A lot has happened since I last posted here. One year ago today, I was offered the position of concertmaster of the Newport Symphony Orchestra. It was something I really wanted, and was delighted to accept. Next weekend will mark the final concert of my first season with them. It’s been a whirlwind year, where I played many solos, big and small, and have had friends and family from near and far enjoy and support my big career boost.
I’m a lucky kid.
Even bigger than that is the addition that T and I welcomed into our family the January before receiving the job offer. That addition is currently asleep in her crib in the next room, and I can see her squirm on the baby monitor every few minutes as she finds her most comfortable sleeping position. (She takes after her mother in that way.)

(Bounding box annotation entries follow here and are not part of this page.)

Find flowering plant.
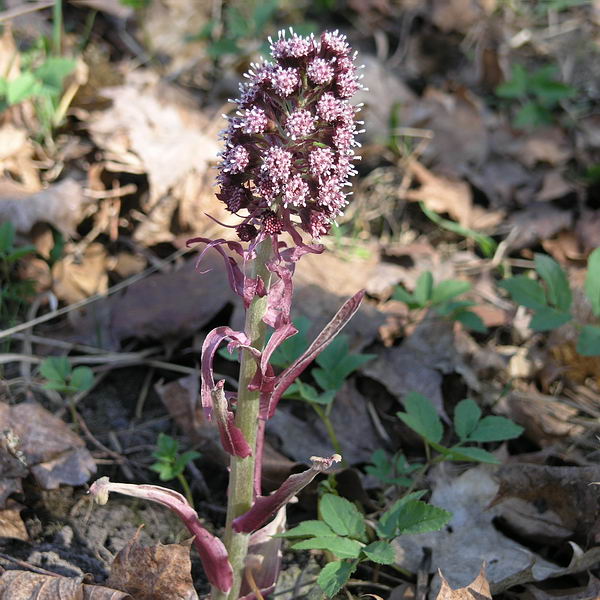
[90,30,364,600]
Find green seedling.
[498,248,600,356]
[280,491,452,598]
[40,356,94,424]
[40,356,94,396]
[0,221,36,324]
[150,433,201,504]
[396,392,523,464]
[496,64,575,129]
[365,448,420,487]
[392,271,487,333]
[419,202,498,258]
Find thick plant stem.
[212,240,271,600]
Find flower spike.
[217,31,362,245]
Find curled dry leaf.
[64,255,232,349]
[400,87,489,175]
[107,530,198,600]
[52,244,108,304]
[0,500,29,542]
[0,570,131,600]
[491,464,600,543]
[0,403,96,490]
[0,177,86,236]
[406,160,473,227]
[393,465,560,591]
[360,316,461,414]
[89,71,223,245]
[430,0,496,33]
[436,565,492,600]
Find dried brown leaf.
[0,403,96,489]
[492,464,600,543]
[89,72,220,245]
[62,254,233,349]
[361,315,460,414]
[0,570,131,600]
[107,535,198,600]
[507,202,573,250]
[495,392,585,448]
[393,465,560,592]
[436,565,492,600]
[400,87,489,176]
[0,500,29,542]
[406,160,473,227]
[52,244,108,304]
[267,383,381,465]
[430,0,496,33]
[0,177,86,236]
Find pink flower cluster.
[217,29,362,241]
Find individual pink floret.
[242,106,269,133]
[317,94,341,123]
[271,67,300,96]
[308,147,335,179]
[285,109,315,140]
[306,58,334,85]
[262,146,292,183]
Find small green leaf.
[156,432,179,458]
[362,540,396,565]
[580,248,600,316]
[431,279,473,305]
[317,560,357,598]
[34,56,77,94]
[396,392,444,443]
[40,356,71,383]
[577,325,600,356]
[6,71,40,105]
[413,271,433,306]
[498,275,547,310]
[468,416,523,442]
[270,317,311,368]
[277,521,335,538]
[377,490,426,539]
[529,306,573,331]
[454,398,481,440]
[71,367,94,392]
[173,450,202,475]
[534,253,573,312]
[6,246,36,262]
[446,446,500,465]
[396,500,452,534]
[292,535,362,558]
[392,284,417,306]
[0,221,15,254]
[319,494,366,539]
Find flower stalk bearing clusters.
[90,32,365,600]
[217,30,362,241]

I knew for a long time that I wanted to have a child, and was therefore able to do my usual bit of pondering and overthinking on the subject. My biggest fear wasn’t the pregnancy (which wasn’t super great) or the labor (which was awful), it was the idea that once I became a parent, I might lose some sense of myself. As my many private diaries and online blog posts can attest to, I’ve spent quite a bit of time discovering and crafting a personality for myself that I’m pretty comfortable with. I like knowing this Casey, and I’m protective of her character. In anticipation of this wonderful creature making an appearance, I gave myself some latitude and grace of figuring out who I was. I even designed my calendar to allow myself some time to discover myself anew.

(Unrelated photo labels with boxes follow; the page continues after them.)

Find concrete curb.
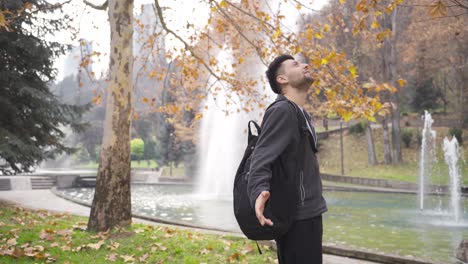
[51,187,440,264]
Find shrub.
[349,122,366,135]
[449,127,463,145]
[401,128,413,148]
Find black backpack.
[234,101,307,243]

Turns out… I didn’t need it. I’m still me. In a new role, certainly, but the facets of my personality I hold most dear are still there. My discovery time has been finding out who I am as a parent, and getting to know the newest member of our family. (Spoiler alert: we made an incredible human.)
So now what? My character has stepped in and demanded that I keep growing musically, as that has dependably informed my growth in every other subset of my life. I’m not really sure what that looks like. I tried to start the 100 days of practice project (and I still might), but I attempted the beginning of it when the kiddo was around 10 weeks old, and that proved to be too daunting. I’ve got ideas of publishing, recitaling, podcasting… and only a finite amount of hours to see them through.
So I’m trying this. 100 weeks of practice. It gives me a goal to work towards, it’s long term, and it will take up an appropriate footprint of my time. By the time it’s done, nearly two years will have passed. The idea of what might happen in the next two years is thrilling. And the opportunity I’m creating of focusing on gratitude for my music and centering for the upcoming week is something that my beleaguered mind is yearning for.
This week’s practice centered around the Willamette Master Chorus’s production of Mendelssohn’s Elijah, a fantastic and moving oratorio centered around the biblical narrative. I find my mind replaying several of the movements over and over again. I love the nuance he creates in the composition, and I love the little glimmers that hint at other Mendelssohn pieces. Chord structures reminiscent of Midsummer Night’s Dream and his string octet made their way in there.
Physically, this piece is a HAUL. And while I had such a lovely time playing with this ensemble, I was grateful that I treated myself to the Planet Fitness black card that includes unlimited use of the massage hydrobeds. I marched right into my gym still in my concert clothes and plopped myself down before I went home today; my muscles were grateful.
And WHYYYY does Mendelssohn manage to write something so intuitive and violinistic EXCEPT for No. 20, which closes out the first half of the oratorio? That movement is like a Kreutzer etude. (“But less fun,” as my astute stand partner observed.) It sounds incredible. It’s and oddly placed movement that’s just plain difficult. It also gave me the most frustrating practice session I’ve had in a very long time.
I’m grateful this week for a body which has learned to relax through these tough performances. I clearly need to start stretching parties in the orchestra green room much more often.
I’m looking forward to practicing Tchaikovsky this week for the aforementioned Newport rehearsal next weekend.